Firstly, consider a lid screwed onto a bottle of water. If not for this lid, or if the lid had a hole in it or were more loose, the water would likely exit the bottle via evaporation or being knocked over, but with the lid, the water stays in the bottle much more reliably than otherwise. As a result, you might think that the lid is optimising the water remaining inside the bottle. However, I claim that this is not the case: the lid is just a rigid object designed by some optimiser that wanted water to remain inside the bottle.

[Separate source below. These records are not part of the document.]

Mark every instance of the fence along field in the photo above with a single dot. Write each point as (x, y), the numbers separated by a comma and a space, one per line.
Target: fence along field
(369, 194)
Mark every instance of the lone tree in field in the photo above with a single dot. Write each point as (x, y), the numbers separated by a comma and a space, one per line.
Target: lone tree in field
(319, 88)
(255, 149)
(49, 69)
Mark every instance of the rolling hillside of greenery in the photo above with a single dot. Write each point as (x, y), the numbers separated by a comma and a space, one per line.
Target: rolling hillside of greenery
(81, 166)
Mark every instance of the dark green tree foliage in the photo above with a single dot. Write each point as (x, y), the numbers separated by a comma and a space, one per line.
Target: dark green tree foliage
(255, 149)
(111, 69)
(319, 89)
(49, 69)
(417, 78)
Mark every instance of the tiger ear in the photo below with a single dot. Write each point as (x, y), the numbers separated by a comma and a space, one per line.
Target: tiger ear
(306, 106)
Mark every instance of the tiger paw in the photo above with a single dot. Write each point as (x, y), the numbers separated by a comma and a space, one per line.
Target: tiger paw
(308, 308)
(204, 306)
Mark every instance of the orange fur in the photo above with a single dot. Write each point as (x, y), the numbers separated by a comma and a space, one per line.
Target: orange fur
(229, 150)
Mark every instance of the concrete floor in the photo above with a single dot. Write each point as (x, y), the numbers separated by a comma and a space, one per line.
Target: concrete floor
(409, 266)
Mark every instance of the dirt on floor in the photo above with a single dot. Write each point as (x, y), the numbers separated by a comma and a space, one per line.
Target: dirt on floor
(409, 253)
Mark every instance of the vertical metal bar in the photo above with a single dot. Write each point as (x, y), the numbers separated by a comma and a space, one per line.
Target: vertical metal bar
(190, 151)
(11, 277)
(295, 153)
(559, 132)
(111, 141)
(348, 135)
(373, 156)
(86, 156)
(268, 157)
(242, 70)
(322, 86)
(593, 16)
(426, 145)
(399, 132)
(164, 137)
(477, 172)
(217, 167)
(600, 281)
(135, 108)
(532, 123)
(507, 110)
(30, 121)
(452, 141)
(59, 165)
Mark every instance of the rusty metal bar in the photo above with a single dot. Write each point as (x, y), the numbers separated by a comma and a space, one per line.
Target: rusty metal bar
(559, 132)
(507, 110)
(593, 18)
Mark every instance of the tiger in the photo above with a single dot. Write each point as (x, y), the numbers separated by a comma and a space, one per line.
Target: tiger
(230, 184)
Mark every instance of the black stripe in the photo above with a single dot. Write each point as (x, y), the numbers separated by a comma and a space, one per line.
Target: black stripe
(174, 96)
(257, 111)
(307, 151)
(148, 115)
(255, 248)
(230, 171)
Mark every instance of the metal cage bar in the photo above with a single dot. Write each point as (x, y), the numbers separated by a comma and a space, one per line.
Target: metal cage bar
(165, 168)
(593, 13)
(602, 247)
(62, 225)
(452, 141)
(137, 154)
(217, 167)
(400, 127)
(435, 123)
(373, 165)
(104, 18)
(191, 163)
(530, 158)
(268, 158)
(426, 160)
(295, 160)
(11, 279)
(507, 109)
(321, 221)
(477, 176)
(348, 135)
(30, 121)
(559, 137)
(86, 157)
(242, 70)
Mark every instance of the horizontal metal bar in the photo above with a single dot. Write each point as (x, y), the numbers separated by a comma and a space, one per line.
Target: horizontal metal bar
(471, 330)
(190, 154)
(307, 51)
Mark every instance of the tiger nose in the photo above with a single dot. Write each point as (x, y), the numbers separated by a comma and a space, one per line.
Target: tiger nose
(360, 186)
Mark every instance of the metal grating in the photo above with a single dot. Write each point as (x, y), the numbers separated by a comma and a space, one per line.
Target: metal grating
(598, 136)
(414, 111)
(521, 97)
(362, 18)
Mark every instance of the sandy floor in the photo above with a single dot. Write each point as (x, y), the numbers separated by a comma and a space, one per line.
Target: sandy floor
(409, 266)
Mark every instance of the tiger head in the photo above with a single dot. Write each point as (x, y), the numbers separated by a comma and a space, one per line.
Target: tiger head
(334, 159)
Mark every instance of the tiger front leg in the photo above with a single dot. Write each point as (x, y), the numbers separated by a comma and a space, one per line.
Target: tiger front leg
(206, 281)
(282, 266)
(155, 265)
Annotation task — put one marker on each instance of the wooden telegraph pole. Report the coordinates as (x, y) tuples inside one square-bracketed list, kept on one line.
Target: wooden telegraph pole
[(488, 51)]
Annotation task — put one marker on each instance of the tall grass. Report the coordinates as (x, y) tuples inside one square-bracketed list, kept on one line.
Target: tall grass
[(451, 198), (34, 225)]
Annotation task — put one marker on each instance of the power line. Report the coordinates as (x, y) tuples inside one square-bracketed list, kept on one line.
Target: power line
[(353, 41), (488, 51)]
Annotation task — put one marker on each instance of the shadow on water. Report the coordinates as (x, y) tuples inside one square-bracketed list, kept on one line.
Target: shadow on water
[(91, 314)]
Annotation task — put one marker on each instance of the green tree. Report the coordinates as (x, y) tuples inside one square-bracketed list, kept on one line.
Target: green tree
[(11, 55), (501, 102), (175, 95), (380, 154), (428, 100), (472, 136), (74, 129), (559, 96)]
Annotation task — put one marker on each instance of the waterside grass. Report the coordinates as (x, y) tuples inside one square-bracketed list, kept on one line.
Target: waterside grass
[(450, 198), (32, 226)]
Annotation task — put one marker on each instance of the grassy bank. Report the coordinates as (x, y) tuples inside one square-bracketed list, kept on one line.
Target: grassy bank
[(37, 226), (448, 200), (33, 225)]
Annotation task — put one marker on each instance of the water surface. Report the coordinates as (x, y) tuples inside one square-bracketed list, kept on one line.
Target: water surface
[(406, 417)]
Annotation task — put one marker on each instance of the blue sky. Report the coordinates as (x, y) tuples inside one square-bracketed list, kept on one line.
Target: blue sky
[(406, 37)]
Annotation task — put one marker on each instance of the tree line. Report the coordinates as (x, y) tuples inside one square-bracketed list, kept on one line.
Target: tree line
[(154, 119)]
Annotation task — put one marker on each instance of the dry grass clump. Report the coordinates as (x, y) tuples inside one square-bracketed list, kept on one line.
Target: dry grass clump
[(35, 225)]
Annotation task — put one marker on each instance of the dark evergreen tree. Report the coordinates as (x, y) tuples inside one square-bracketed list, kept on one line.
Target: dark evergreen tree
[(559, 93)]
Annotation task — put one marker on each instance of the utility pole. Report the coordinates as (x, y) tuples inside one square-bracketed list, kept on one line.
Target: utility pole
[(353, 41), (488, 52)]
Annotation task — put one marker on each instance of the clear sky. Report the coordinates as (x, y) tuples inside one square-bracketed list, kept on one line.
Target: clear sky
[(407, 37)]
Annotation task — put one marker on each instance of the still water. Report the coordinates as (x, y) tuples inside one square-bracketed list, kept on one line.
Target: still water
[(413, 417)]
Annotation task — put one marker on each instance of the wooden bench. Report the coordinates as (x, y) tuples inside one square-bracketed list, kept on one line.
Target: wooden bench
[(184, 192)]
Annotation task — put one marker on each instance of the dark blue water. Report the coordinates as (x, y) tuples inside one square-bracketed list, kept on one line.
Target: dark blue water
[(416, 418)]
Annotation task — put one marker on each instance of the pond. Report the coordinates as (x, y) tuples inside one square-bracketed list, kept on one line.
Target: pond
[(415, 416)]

This isn't an incredibly compelling counterexample, since it doesn't qualify as an optimiser according to Yudkowsky's definition: it can be more simply described as a rigid object of a certain shape than an optimiser, so it isn't an optimiser. I am somewhat uncomfortable with this move (surely systems that are sub-optimal in complicated ways that are easily predictable by their source code should still count as optimisers?), but it's worth coming up with another counterexample to which this objection won't apply.
Secondly, consider my liver. It's a complex physical system that's hard to describe, but if it were absent or behaved very differently, my body wouldn't work, I wouldn't remain alive, and I wouldn't be able to make any money, meaning that my bank account balance would be significantly lower than it is. In fact, subject to the constraint that the rest of my body works in the way that it actually works, it's hard to imagine what my liver could do which would result in a much higher bank balance. Nevertheless, it seems wrong to say that my liver is optimising my bank balance, and more right to say that it "detoxifies various metabolites, synthesizes proteins, and produces biochemicals necessary for digestion"---even though that gives a less precise account of the liver's behaviour.
In fact, my liver's behaviour has something to do with optimising my income: it was created by evolution, which was sort of an optimisation process for agents that reproduce a lot, which has a lot to do with me having a lot of money in my bank account. It also sort of optimises some aspects of my digestion, which is a necessary sub-process of me getting a lot of money in my bank account. This explains the link between my liver function and my income without having to treat my liver as a bank account funds maximiser.
What's a better theory of optimisation that doesn't fall prey to these counterexamples? I don't know. That being said, I think that they should involve the internal details of the algorithms implemented by those physical systems. For instance, I think of gradient ascent as an optimisation algorithm because I can tell that at each iteration, it improves on its objective function a bit. Ideally, with such a definition you could decide whether an algorithm was doing optimisation without having to run it and see its behaviour, since one of the whole points of a definition of optimisation is to help you avoid running systems that do it.
Thanks to Abram Demski, who came up with the bottle-cap example in a conversation about this idea.